The Electrified Wingsuit by BMW i program was started thanks to Peter Salzmann’s ambition to take wingsuit to another level. “At the time, I was developing suits for skydiving and base jumping with a friend and base jumping mentor,” Peter Salzmann explains. “In a relaxed atmosphere one evening after a day of testing, we threw out lots of ideas about how we could improve performance. One of them was a supporting motor – and it’s an idea I just couldn’t shake. I found the idea of being able to jump from my local mountain wearing the wingsuit and land in my garden fascinating.“
“I quickly came up with the idea of an impeller; in other words, a propeller enclosed by a ring or tube-shaped housing. However, a fuel-powered or conventional motor was out of the question,” Salzmann points out. “Sustainability is very important to me, and something I try to live my everyday life by. I enjoy nature from the air and on the ground – that’s why I aim to consistently follow the path of sustainability, even when it comes to mobility. With the fully-electric BMW iX3, I can now do that when preparing for my latest jumps – and thanks in no small part to the support of BMW i, the progress in electrification has made my dream possible.“
The innovative drive module and the likewise entirely newly designed wingsuit were developed in cooperation between BMW i, Designworks, and Salzmann.

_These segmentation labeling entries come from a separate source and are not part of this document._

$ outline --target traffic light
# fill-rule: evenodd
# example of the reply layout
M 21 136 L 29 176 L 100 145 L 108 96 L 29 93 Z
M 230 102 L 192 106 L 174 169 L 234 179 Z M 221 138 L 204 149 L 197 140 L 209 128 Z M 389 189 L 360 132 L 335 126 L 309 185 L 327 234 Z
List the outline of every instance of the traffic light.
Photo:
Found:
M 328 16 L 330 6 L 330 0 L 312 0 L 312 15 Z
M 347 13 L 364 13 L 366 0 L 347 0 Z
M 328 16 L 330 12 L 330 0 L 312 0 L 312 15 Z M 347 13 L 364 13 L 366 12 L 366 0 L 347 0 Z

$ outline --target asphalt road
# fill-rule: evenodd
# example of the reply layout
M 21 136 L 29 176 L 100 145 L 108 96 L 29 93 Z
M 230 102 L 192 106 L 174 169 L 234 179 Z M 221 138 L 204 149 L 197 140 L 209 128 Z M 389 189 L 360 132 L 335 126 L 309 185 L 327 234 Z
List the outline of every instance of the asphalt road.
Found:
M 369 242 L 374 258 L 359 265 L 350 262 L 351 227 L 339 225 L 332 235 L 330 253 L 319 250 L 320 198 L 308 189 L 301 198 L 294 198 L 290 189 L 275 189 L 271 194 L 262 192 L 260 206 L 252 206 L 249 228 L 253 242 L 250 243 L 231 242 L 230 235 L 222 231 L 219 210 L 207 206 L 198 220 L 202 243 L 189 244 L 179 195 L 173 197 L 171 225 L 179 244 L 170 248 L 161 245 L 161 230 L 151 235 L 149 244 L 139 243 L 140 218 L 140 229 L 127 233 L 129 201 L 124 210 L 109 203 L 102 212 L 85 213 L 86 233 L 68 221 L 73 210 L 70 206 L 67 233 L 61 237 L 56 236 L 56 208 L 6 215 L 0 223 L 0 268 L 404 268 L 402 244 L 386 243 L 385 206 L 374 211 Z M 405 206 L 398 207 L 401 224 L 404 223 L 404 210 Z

The Electrified Wingsuit has a fly unit with two encased carbon propellers, so-called impellers, each providing a power of 7.5 kW, a speed of around 25,000 rpm – generating a total power of 15 kW for approximately 5 minutes. In the free fall, while normal wingsuit operators can often reach horizontal speeds surpassing 100 km/h (62 mph), the electric wingsuit can apparently boost speeds up to 300 km/h (186 mph).
It took three years between the idea, development, tests in the wind tunnel of the BMW Group’s Aerodynamic Testing Center in Munich. For the maiden flight of the electric wingsuit, Salzmann was dropped by helicopter at 3,000 meters (9,800 feet) along with two other conventional wingsuit operators over the mountains in his native Austria.
Directly after the jump from an altitude of 3,000 meters, all three flew in the direction of a mountain massif. With the aid of the electric drive, Salzmann accelerated faster than his colleagues and was able to fly across the peak in steep flight. He was also able to meet up with the other two pilots who had flown in glide flight around the mountain, where they opened their parachutes and landed together.